Every day, entrepreneurs are faced with new and shifting circumstances, and need to develop strategies to handle challenges and adapt. For some entrepreneurs, this is one of the joys of being a small business owner. But unfortunately, others find it too overwhelming. This is one of the factors associated with the high rate of business closure, along with lack of key business skills.

The good news is, you can practice small business resilience!

Practice getting out of your comfort zone

The more challenges we overcome as entrepreneurs, the more incremental successes we have, and the more confident we become in doing it again next time. Stretching ourselves outside of our comfort zone is a conscious activity, but if you’re not accustomed to it, it needs to happen one step at a time. Here’s how to start.

Think about the last time you resisted or delayed doing a business activity that made you feel nervous or uncomfortable. What about it exactly made you feel that way?

Then, picture yourself actually doing that uncomfortable activity.

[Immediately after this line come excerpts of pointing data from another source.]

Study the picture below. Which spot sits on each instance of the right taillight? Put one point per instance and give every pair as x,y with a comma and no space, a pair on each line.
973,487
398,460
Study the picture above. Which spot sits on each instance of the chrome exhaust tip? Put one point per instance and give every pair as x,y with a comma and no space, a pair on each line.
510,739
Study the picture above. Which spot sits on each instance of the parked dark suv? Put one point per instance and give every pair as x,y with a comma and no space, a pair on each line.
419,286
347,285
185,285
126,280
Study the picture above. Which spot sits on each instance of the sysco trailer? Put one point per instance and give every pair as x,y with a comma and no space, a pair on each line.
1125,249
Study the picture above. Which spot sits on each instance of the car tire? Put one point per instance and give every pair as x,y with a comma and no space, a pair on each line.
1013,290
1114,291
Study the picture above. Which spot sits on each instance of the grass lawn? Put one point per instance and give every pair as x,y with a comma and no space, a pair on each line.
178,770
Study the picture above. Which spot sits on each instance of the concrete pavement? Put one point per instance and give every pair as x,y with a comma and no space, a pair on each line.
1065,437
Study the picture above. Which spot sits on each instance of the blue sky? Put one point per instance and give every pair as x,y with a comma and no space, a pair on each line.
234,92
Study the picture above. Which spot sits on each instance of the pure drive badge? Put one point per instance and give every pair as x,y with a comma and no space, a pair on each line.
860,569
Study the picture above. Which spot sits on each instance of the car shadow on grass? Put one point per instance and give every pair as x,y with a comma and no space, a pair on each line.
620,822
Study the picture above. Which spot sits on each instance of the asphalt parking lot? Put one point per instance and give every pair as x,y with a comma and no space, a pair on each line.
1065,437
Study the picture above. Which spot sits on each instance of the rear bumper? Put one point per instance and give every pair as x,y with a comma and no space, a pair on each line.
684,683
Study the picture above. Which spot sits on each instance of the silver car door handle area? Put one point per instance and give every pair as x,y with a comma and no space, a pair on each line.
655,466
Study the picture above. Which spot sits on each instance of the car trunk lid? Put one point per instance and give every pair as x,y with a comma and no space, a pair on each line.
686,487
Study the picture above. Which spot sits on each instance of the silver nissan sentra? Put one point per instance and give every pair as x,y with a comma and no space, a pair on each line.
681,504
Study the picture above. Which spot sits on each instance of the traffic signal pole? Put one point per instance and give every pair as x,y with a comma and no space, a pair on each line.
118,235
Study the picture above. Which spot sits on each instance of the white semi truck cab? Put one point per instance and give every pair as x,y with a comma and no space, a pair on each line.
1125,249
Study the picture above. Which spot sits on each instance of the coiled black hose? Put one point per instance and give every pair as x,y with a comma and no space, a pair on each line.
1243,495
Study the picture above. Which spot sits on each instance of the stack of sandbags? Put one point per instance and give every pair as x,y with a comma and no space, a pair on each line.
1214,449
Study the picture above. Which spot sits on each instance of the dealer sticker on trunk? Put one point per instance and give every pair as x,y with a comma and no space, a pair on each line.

Take your time and create a vivid picture of yourself confidently and comfortably doing the activity, as if you’ve done it many times before. This will not only help you problem-solve ways to succeed, but you’ll give yourself a well-needed confidence boost as well.

Taking small steps to get out of your comfort zone as an entrepreneur means that you’ll learn something, and have a deeper appreciation of your true abilities – and that means a more rewarding and enriching entrepreneurial experience.